Mudança cultural faz Escócia eleger o 'Parlamento mais gay do mundo'

Foto: Paulo Nunes dos Santos/The New York Times

Seu diretor de campanha, Nathan Sparling, se apresenta de drag queen regularmente no G-A-Y, um dos mais famosos clubes gays de Londres. Na conferência anual do partido em Glasgow este mês, Sparling foi anfitrião de uma noite de karaokê vestido como seu alter ego, Nancy Clench.

“Tenho muito orgulho de ser o líder da bancada parlamentar mais gay do mundo”, declarou este mês Angus Robertson, o vice-líder (hétero) do Partido Nacional Escocês.

Davidson, dos Conservadores Escoceses, uma presbiteriana frequentadora de igreja que foi treinada para o Exército Reservista Britânico e já chegou a se descrever alegremente como uma “lésbica de cara quadrada e sapatos sem salto”, cortou seu cabelo ainda mais curto do que quando concorreu pela primeira vez. “Eu queria ter certeza de que as pessoas soubessem em quem estavam votando”, ela disse.

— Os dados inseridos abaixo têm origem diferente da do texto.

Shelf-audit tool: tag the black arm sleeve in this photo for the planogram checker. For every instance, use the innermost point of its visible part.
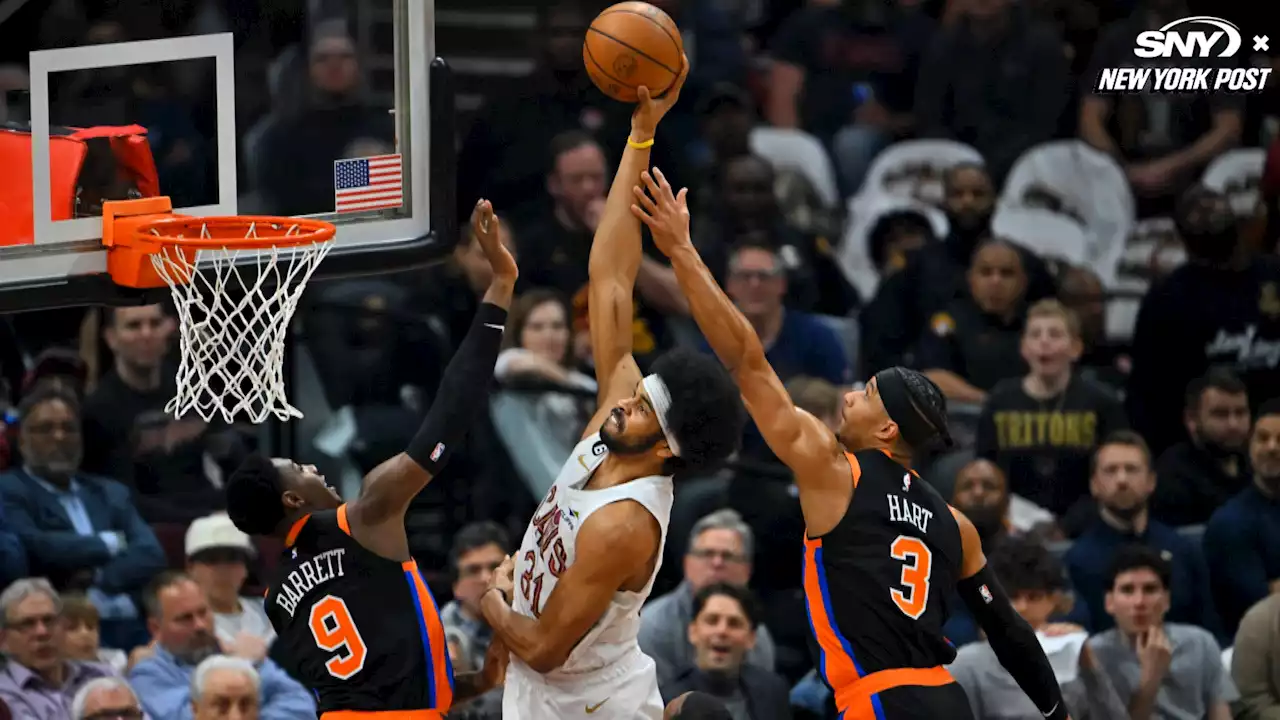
(1014, 642)
(460, 397)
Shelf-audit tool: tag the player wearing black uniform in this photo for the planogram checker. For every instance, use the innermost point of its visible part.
(350, 606)
(882, 548)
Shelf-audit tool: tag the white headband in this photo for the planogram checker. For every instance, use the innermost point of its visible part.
(661, 400)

Desde então, cinco outros políticos do Partido Conservador Escocês se assumiram, sua companheira apareceu junto com ela em anúncios de campanha, e seu partido ultrapassou o Partido Trabalhista como principal partido de oposição na Escócia pela primeira vez. A igreja que ela frequenta mantém uma bandeira do arco-íris em seu altar.

“Nós avançamos muito em um breve espaço de tempo”, ela disse.

Ainda há mais coisas a serem feitas, diz Davidson e outros. As perseguições nas escolas continuam sendo um problema, especialmente para adolescentes trans. Crimes de ódio contra a comunidade LGBT aumentaram 20% no último ano, de acordo com a Stonewall Scotland, um grupo de ativismo LGBT, embora isso também reflita o fato de que as pessoas passaram a denunciar mais.

Mas as mudanças na política, nas políticas e na cultura foram impressionantes.

Uma das primeiras coisas que os legisladores fizeram após a criação do Parlamento Escocês em 1999 foi revogar a legislação que impedia as escolas de “promover a homossexualidade”, uma lei que havia de fato abafado qualquer discussão sobre questões LGBT nas escolas. Foi uma briga feia, com frases homofóbicas nas capas de jornais e outdoors com parte da imprensa alinhada à Igreja Católica Romana e Brian Souter, um rico empresário escocês, para resistir à revogação. Mas no final, eles perderam.

“Foi o último suspiro da Escócia conservadora”, disse David Torrance, um escritor e jornalista que também é um respeitado comentarista político, também gay.

Desde então, a Escócia legalizou uniões civis, adoção por pessoas LGBT e, em 2014, casamentos de mesmo sexo (conhecido na Escócia como “casamento igualitário” porque ele permite cerimônias totalmente neutras em termos de gênero). A lei escocesa para crimes de ódio, que inclui explicitamente o preconceito contra pessoas transexuais e intersexuais, é considerada uma das mais robustas do mundo. E agora o governo está considerando mudar sua lei de reconhecimento de gênero para incluir aqueles com uma identidade “não-binária”, que não seja nem masculina, nem feminina.

“É incrível: começamos uma conversa sobre uma sociedade sem gêneros”, disse Bob Orr, 66, que em 1982 abriu a primeira livraria LGBT de Edimburgo, a Lavander Menace.

Essa livraria fechou anos atrás, assim como vários bares LGBT. As pessoas LGBT estão frequentando cada vez mais lugares convencionais, disse Orr, e vários cantores em seu “coral LGBT” são héteros.

“As fronteiras estão caindo”, ele disse. “E essa sempre foi a intenção, que a sexualidade deixasse de importar.”